Zustand 2:  14.300 Euro
Zustand 3:     8900 Euro
Zustand 4:     3700 Euro
Wertentwicklung: steigend
Definition der Zustandsnoten

Unser Fazit

Ist der W108 immer noch ein Star? Oder etwa doch nur ein verklärter Langweiler, solide zwar, aber ohne besondere Kennzeichen? Die Wahrheit liegt in der Mitte. Das Aufregerpotenzial eines mager ausgestatteten 250 S ist natürlich überschaubar. Die Exklusivität eines Jaguar S-Type oder eines Lancia Flaminia wird er nie erreichen.

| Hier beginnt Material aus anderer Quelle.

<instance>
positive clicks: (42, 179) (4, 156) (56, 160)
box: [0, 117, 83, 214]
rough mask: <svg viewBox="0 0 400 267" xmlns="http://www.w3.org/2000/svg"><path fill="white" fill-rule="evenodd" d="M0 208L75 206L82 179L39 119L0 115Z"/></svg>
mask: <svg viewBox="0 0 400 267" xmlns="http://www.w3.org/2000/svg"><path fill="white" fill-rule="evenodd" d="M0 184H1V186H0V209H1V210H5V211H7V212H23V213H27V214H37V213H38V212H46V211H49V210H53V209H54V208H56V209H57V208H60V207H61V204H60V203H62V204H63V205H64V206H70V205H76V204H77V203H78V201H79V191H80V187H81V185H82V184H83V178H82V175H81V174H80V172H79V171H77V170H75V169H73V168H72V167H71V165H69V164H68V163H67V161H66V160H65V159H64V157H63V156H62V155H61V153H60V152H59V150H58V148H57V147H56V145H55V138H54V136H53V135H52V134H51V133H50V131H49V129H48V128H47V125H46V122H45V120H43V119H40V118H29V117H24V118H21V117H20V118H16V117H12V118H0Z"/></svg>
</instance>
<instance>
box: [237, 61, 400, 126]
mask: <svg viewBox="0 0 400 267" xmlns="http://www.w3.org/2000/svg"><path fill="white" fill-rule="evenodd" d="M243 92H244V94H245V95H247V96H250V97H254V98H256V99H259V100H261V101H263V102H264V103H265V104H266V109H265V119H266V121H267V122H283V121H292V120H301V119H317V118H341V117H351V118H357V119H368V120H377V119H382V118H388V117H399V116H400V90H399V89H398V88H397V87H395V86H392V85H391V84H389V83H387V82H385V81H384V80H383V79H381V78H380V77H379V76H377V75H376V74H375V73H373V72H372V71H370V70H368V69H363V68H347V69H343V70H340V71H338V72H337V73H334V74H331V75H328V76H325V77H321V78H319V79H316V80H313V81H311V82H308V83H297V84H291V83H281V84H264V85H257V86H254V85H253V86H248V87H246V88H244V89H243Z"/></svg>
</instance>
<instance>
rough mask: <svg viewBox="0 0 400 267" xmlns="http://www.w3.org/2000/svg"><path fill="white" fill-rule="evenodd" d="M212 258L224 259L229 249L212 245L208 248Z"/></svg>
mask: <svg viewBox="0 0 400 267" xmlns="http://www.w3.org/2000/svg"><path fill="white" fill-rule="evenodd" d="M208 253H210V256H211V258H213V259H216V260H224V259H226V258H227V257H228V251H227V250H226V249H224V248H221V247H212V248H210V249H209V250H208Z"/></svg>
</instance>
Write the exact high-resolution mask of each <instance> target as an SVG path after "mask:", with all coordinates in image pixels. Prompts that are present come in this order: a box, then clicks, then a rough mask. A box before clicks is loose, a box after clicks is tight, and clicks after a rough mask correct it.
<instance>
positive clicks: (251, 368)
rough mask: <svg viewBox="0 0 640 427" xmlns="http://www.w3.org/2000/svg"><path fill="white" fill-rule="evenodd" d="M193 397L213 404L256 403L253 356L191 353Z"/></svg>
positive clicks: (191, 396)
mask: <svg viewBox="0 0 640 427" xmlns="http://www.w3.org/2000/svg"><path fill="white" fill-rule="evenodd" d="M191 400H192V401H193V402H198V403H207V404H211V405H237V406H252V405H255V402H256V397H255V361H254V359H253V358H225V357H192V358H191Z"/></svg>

Aber das Gesamtkonzept stimmt: Fahrleistungen, Reisekomfort und Alltagstauglichkeit ergeben ein attraktives Preis-Leistungs-Verhältnis, zumal der Basis-Sechser oft unter Wert verkauft wird. Weitere Pluspunkte: die herausragende Verarbeitungsqualität und die gute Unterstützung durch die Mercedes-Benz-Interessengemeinschaft.